To nobody's surprise, Dutch Vogelman went to the mound for the Pirates. In a few minutes it was clear to all he was working with championship stuff, because he knocked the first three Knights off without half trying, including Flores, who was no easy victim. Roy had no chance to bat, for which he felt relieved. But after Fowler had also rubbed out the opposition, he was first up in the second inning. As he dragged Wonderboy up to the plate, the stands, after a short outburst, were hushed. Everybody remembered the four homers he had got off Vogelman the last time he had faced him. In the dugout Pop and the boys were peppering it up for him to give the ball a big ride, and so were Red Blow and Earl Wilson, on the baselines. What they didn't know was that Roy had been struck giddy with weakness. His heart whammed like a wheezing steam engine, his head felt nailed to a pole, his eardrums throbbed as if he were listening to the bottom of the sea, and his arms hung like dead weights. It was with the greatest effort that he raised Wonderboy. As he was slowly getting set, he sneaked a cautious glance up at the tower, and it did not exactly surprise him that Memo, still in black, was standing at the window next to the Judge, blankly gazing down at him. Anyway, he knew where she was now.
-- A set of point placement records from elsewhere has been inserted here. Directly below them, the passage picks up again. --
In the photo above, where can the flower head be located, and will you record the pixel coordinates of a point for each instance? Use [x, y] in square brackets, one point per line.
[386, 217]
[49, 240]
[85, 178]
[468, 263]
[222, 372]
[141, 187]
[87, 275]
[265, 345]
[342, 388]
Vogelman had been taking his time. For a pitcher he was a comparatively short duck, with a long beak, powerful arms and legs, red sleeves leaking out of a battered jersey, and a nervous delivery. Despite the fact that he had ended the regular season as a twenty-five game winner, he worried to bursting beads of sweat at the thought of pitching to Roy. Every time he recalled those four gopher balls, one after the other
landing in the stands, he cringed with embarrassment. And he knew, although there was nobody on base at the moment, that if he served one of them up now, it could conceivably ice the game for the Knights and louse up the very peak of his year of triumph. So Vogelman delayed by wiping the shine off the ball, inspecting the stitches, fumbling for the resin bag, scuffing his cleats in the dirt, and removing his cap to rub away the sweat he had worked up. When the boos of the crowd got good and loud, Stuffy Briggs bellowed for him to throw and Vogelman reluctantly let go with a pitch.
The ball was a whizzer but dripping lard. Weak as he felt, Roy had to smile at what he could really do to that baby if he had his heart set on it, but he swung the slightest bit too late, grunting as the ball shot past Wonderboy—which almost broke his wrists to get at it—and plunked in the pocket of the catcher's glove.
… Where had she been since Saturday? Sunday was the first day she hadn't come to the hospital, the day she knew he was getting out of the joint. He had left alone, followed by some reporters he wouldn't talk to, and had taken a cab to the hotel. Once in his room he got into pajamas, and wondering why she hadn't at least called him, fell asleep. He had then had this dream of her—seeing her in some city, it looked like Boston—and she didn't recognize him when they passed but walked on fast in her swaying walk. He chased after her and she was (he remembered) swallowed up in the crowd. But he saw the red hair and followed after that, only it turned out to be a dyed redhead with a mean mouth and dirty eyes. Where's Memo? he called, and woke thinking she was here in the room, but she wasn't, and he hadn't seen her till he located her up there in the tower.